Ceti sociali premono per affermarsi, personalità nuove si danno obiettivi alti: se tra loro emerge un Napoleone o un Lenin nessun traguardo può essere irraggiungibile.
Anche l'Iran ha attraversato una fase "rivoluzionaria" e ha saputo reagire vittoriosamente all'aggressione di Saddam Hussein, che credeva di poter prevalere facilmente sul caotico Iran della rivoluzione islamica khomeinista.
Una guerra costata carissima ad entrambi i contendenti e che probabilmente Saddam Hussein non sarebbe riuscito a contenere senza il sostanziale aiuto di tutto il resto del mondo: carri armati russi, gas della Germania orientale e soldi occidentali per pagarli.
Solo Israele sostenne l'Iran, seppure di nascosto, vendendogli i preziosi pezzi di ricambio che consentirono agli aerei di produzione americana dell'aviazione iraniana di continuare a volare.
Il motivo per cui un fronte così ampio ha cercato la sconfitta dell'Iran è stata la paura che la rivoluzione iraniana si espandesse e intraprendesse il cammino verso la fase imperiale. Un risultato indubbiamente ottenuto.
Oggi il presidente iraniano Mahmoud Ahmadinejad a quanto pare cerca di riprendere questo cammino interrotto, approfittando della situazione internazionale seguita alla guerra in Iraq: rivendica al suo paese un ruolo da potenza nucleare e rilancia la minaccia all'esistenza di Israele.
L'assenza di un leader arabo ambizioso e potente come era Saddam lascia indubbiamente un vuoto di potere nel mondo islamico che Ahmadinejad sta cercando di riempire: come avrebbero fatto Napoleone e Lenin.
Ma l'analogia con un Napoleone o con un Lenin
va anche oltre: anche loro cercarono di offire alla propria nazione un "grande nemico", ma non per affrontarlo e sconfiggerlo, ma solo come espediente per tenerla unita ed indirizzarla verso altre e più immediate conquiste.

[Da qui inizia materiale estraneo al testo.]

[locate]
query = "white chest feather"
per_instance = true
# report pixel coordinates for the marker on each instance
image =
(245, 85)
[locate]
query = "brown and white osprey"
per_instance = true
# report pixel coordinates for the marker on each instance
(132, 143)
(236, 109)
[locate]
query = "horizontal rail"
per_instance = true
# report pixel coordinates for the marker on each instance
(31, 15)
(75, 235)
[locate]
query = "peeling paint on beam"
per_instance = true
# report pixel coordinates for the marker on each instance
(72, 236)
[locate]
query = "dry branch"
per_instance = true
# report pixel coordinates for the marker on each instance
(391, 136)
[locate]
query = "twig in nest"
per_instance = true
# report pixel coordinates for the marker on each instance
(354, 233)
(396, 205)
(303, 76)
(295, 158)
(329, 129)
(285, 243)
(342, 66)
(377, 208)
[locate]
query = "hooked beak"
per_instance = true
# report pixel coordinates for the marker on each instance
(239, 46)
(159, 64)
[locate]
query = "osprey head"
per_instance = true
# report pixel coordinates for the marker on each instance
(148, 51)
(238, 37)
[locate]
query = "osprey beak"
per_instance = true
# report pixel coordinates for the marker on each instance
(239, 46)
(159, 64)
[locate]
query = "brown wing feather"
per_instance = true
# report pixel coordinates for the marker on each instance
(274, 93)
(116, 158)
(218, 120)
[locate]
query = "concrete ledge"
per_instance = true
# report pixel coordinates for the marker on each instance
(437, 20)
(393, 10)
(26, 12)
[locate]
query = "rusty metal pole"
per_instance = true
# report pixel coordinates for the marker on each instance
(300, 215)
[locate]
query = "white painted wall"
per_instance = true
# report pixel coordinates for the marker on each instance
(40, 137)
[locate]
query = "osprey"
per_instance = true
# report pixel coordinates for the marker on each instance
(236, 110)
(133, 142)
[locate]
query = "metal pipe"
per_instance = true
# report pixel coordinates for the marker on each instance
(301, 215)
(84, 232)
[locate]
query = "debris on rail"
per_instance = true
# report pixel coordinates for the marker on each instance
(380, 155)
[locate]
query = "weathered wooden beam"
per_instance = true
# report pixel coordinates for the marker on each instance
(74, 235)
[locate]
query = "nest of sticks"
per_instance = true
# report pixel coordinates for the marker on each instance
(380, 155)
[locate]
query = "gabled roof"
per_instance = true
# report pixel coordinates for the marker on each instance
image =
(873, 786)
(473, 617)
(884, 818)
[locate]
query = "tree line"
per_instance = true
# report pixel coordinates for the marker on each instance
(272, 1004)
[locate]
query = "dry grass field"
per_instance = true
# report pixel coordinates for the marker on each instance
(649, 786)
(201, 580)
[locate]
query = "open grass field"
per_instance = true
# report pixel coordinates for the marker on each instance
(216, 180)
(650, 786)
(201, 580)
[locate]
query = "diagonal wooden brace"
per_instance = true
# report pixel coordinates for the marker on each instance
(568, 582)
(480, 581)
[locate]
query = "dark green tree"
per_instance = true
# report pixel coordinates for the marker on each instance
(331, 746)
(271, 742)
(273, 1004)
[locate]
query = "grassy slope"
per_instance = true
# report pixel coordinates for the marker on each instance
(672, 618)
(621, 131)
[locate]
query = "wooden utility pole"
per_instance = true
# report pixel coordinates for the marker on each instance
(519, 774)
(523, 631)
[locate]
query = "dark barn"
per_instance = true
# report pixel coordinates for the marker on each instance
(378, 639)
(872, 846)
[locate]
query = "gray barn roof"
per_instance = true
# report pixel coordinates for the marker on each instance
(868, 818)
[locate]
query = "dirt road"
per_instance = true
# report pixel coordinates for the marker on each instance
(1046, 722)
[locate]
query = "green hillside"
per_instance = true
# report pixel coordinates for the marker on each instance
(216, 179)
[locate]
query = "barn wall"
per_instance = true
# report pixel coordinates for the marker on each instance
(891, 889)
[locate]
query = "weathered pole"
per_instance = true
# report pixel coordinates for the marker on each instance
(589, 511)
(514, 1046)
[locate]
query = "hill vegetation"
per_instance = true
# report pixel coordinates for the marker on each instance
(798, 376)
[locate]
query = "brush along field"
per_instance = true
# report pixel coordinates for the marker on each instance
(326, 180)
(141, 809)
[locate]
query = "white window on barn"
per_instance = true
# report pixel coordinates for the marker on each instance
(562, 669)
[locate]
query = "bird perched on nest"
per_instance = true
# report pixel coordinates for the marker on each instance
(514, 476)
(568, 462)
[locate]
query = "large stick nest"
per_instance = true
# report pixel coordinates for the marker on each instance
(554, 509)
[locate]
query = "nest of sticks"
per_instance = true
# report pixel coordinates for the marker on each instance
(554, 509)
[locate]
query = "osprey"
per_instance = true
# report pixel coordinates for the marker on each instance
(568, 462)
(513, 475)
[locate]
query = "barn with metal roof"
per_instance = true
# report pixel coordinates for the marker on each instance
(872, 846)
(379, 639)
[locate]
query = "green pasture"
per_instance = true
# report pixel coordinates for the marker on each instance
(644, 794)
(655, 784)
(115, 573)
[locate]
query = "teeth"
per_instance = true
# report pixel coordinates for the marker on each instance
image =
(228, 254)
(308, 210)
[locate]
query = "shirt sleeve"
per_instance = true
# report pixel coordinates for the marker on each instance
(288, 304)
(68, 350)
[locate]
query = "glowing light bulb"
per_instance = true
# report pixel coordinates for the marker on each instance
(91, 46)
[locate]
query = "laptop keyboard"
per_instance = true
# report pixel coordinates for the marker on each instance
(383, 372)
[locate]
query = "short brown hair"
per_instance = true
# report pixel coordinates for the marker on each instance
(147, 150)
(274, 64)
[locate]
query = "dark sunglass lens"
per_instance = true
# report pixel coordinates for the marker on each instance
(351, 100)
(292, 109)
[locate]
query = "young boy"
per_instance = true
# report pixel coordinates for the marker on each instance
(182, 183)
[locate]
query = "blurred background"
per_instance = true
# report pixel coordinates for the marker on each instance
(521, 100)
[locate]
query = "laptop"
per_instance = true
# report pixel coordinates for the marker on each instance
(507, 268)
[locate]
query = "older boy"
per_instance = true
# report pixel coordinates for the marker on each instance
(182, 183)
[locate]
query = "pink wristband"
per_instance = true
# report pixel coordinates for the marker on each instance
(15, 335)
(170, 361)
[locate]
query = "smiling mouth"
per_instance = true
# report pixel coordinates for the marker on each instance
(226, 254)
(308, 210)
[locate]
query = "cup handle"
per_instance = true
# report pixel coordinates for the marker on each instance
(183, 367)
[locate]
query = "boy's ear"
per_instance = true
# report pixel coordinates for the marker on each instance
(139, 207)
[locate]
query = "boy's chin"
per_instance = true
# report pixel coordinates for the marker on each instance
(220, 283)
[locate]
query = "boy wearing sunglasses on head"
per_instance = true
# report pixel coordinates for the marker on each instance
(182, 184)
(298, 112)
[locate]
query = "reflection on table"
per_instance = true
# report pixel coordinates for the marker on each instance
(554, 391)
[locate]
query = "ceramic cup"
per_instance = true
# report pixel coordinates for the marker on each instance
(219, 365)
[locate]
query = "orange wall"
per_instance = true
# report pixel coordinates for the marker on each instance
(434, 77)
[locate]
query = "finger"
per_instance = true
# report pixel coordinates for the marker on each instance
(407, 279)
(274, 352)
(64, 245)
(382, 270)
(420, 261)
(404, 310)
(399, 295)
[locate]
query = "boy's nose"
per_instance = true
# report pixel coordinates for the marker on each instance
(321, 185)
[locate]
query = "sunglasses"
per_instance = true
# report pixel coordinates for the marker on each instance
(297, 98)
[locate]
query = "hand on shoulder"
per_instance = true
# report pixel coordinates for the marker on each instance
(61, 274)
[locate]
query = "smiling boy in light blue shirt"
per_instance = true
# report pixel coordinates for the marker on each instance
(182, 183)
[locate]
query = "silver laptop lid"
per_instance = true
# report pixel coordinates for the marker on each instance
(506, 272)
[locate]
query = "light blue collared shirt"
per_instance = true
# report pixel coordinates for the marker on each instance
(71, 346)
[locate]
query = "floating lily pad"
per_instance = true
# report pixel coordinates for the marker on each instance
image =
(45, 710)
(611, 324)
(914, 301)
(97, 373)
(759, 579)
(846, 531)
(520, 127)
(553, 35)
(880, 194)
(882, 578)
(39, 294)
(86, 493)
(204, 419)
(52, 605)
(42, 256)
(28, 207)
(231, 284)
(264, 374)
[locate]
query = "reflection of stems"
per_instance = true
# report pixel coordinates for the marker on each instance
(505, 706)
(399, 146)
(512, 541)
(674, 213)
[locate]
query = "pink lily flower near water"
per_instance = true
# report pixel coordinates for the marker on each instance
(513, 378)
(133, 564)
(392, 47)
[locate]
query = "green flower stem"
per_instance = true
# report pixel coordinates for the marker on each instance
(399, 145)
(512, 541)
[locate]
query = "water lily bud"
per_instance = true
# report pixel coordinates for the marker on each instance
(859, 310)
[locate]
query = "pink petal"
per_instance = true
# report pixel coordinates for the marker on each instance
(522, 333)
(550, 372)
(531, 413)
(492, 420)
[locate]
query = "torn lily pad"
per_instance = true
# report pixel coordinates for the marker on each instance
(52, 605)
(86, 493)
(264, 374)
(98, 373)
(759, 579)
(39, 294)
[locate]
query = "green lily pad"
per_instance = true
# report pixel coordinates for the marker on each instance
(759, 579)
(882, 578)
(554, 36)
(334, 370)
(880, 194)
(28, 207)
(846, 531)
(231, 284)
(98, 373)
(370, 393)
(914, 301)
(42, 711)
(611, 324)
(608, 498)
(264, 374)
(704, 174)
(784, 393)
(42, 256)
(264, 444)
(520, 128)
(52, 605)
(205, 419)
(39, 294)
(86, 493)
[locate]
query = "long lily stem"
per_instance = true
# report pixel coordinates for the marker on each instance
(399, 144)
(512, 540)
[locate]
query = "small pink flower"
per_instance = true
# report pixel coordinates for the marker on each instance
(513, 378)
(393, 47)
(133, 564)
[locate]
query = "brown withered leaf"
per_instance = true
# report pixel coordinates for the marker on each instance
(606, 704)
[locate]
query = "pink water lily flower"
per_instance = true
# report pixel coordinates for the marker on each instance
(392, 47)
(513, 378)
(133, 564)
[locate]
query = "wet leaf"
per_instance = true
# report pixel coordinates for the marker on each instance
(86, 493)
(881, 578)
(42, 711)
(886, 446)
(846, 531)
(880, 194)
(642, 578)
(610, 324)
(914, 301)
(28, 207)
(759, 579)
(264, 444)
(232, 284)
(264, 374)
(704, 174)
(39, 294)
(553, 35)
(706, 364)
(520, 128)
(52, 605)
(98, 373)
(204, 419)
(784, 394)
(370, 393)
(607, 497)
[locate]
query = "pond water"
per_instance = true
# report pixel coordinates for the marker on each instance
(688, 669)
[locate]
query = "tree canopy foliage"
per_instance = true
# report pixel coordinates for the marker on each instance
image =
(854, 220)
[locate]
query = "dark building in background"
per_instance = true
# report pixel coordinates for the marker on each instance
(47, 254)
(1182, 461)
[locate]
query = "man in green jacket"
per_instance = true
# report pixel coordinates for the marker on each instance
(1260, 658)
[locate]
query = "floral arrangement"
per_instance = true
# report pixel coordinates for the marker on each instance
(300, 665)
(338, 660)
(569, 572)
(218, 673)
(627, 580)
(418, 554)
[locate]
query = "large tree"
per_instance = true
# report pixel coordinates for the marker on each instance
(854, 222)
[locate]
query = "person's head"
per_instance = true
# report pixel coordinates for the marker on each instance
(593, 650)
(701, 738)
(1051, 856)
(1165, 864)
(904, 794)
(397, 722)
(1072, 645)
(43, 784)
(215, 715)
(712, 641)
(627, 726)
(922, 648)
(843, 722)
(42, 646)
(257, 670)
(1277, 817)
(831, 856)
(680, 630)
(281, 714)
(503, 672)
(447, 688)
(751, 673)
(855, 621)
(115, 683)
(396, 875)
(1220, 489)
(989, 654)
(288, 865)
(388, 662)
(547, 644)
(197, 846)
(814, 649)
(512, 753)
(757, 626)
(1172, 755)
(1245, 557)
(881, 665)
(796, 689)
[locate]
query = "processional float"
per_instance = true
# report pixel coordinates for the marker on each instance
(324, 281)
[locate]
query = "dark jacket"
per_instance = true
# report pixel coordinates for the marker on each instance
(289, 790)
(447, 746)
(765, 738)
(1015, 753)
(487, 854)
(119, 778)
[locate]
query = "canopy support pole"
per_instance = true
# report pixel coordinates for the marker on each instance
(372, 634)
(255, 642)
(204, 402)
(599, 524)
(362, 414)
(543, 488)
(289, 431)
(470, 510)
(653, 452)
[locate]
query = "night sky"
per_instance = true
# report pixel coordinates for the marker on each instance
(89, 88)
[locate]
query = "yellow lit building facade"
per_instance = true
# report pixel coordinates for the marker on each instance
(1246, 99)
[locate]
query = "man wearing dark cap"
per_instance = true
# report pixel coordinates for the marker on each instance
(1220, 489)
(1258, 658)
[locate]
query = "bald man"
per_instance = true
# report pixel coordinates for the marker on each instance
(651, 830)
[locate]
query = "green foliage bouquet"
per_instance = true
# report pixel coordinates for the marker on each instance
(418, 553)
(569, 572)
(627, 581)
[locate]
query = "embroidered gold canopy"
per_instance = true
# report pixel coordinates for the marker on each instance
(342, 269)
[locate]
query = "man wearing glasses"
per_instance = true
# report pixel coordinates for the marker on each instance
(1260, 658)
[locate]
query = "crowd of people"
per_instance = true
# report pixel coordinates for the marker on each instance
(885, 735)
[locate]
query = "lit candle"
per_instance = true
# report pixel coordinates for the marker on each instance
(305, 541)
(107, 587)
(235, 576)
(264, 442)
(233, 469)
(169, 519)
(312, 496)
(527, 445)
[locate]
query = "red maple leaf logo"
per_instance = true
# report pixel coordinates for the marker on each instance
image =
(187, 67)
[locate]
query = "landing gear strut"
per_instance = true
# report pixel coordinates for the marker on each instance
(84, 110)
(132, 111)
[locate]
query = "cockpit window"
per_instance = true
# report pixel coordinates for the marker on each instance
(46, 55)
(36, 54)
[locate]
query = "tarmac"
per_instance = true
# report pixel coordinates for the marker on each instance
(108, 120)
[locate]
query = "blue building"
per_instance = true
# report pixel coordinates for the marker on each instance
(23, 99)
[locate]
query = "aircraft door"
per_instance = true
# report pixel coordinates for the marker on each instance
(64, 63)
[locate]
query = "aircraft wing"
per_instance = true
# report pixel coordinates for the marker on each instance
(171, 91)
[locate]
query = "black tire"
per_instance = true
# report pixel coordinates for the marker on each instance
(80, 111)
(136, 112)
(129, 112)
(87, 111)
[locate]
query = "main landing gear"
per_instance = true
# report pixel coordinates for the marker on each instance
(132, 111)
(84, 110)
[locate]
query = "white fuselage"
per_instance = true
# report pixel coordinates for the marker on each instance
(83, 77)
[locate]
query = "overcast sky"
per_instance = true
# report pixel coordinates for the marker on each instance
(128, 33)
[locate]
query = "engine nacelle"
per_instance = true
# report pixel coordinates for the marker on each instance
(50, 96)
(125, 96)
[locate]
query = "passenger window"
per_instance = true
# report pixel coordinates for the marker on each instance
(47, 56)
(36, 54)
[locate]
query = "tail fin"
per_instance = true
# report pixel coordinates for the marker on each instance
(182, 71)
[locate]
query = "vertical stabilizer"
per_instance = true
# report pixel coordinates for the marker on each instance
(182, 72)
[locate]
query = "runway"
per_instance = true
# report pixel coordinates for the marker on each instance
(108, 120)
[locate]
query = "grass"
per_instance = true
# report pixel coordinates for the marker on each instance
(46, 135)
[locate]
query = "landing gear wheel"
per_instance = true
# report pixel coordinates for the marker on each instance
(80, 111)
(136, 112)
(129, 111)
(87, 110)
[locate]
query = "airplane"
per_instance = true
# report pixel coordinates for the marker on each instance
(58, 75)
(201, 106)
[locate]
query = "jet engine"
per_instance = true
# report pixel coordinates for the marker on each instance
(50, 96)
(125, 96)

Quando Ahmadinejad ha minacciato l'esistenza di Israele io non credo avesse realmente nel mirino questo obiettivo.
I primi ad essere colpiti dalla minaccia del presidente iraniano sono stati infatti i leader dell'islam moderato, quelli che sarebbero disponibili a giungere ad un accordo che garantisca Israele.
Ahmadinejad con le sue affermazioni ha sottratto ai leader mediorientali gran parte della credibilità agli occhi delle proprie popolazioni più affascinate dalla retorica estremista.
Li ha fatti sembrare molli e asserviti all'Occidente, privi di una strategia "rivoluzionaria": ovvero chiusi nell'oggi e incapaci di vedere nei secoli a venire, di rappresentare una speranza, quel riscatto messianico che tutte le rivoluzioni, figuriamoci poi una islamica, sanno invece offrire.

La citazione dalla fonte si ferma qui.